A research report projects a big data security market growth at 17.1 per cent Compound Annual Growth Rate (CAGR) from USD 12.22 Billion in 2017 to USD 26.85 Billion by 2022.

Some of the key drivers of this growth include the ever evolving regulatory landscape, an increasing volume of business data generated from a variety of sources, and greater threat from cyber-attacks requiring scalable high security solutions.

Big Data is typically stored in the Hadoop Distributed File System, which provides a very basic form of security, not enough to protect business interests.

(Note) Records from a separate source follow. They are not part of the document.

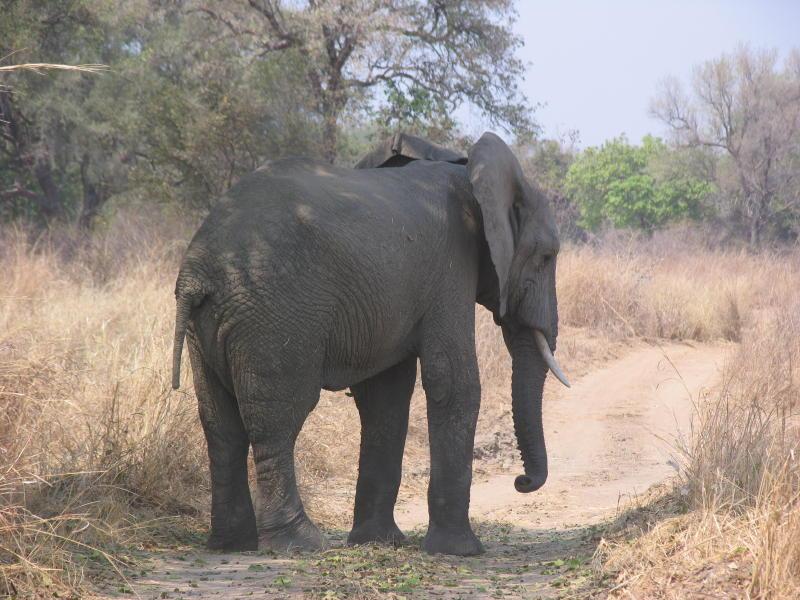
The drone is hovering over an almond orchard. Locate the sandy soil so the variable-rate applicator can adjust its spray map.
[100,344,726,598]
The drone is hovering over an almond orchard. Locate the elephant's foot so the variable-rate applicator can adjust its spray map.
[347,519,406,546]
[206,504,258,552]
[422,523,485,556]
[258,513,328,552]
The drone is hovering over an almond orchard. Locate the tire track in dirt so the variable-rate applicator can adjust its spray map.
[105,343,728,598]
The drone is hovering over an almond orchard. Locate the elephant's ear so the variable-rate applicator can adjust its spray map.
[355,133,467,169]
[467,132,526,318]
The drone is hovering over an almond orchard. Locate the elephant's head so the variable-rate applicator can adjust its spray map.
[356,133,569,492]
[467,133,569,492]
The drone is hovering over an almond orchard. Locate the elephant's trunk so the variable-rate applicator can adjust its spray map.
[511,331,548,493]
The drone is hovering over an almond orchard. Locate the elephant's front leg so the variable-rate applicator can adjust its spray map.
[347,357,417,545]
[421,338,484,556]
[189,337,258,551]
[236,370,327,551]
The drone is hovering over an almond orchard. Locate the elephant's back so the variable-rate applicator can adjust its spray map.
[179,161,478,372]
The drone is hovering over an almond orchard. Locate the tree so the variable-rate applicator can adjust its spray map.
[516,132,585,240]
[566,136,712,232]
[652,47,800,247]
[0,0,118,222]
[187,0,533,162]
[0,0,320,228]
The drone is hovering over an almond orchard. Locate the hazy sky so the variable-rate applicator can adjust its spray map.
[506,0,800,147]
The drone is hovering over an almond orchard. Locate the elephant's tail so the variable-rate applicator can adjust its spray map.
[172,274,207,390]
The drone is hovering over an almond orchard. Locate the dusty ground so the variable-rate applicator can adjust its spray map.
[98,344,726,598]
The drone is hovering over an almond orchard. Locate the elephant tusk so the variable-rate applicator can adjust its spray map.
[533,329,570,387]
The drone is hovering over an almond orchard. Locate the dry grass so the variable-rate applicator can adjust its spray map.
[0,215,798,594]
[597,288,800,598]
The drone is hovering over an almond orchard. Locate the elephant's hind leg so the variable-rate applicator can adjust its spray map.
[189,339,258,551]
[347,357,417,544]
[236,373,327,551]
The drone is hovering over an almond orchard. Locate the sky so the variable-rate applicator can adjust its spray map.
[488,0,800,147]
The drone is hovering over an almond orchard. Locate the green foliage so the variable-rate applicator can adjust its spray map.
[566,136,713,231]
[516,139,584,241]
[376,81,456,144]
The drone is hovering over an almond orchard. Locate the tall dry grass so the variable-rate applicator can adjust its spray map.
[0,214,800,594]
[597,286,800,598]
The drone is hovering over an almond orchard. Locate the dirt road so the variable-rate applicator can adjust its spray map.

The name string level of authentication is not enough to deal with the nature of breaches that cloud and networking to the World Wide Web expose one to.

Security Challenges

The challenges to big data storage, retrieval and use come at multiple levels and can be broadly classified as:

  • Generation of fake data
  • Untrusted mappers accessing the system
  • Insufficient cryptographic protection
  • Mining of sensitive information by unauthorised sources
  • Challenges to granular access control
  • Difficulty in data provenance difficulties
  • Lack of focus on security in high speed NoSQL databases
  • Neglecting security audits

In 2021, Big Data challenges range from real-time compliance to wider data security changes across the board. In between, industry-specific data security changes, data encryption, job-critical data access and more assume tremendous significance too.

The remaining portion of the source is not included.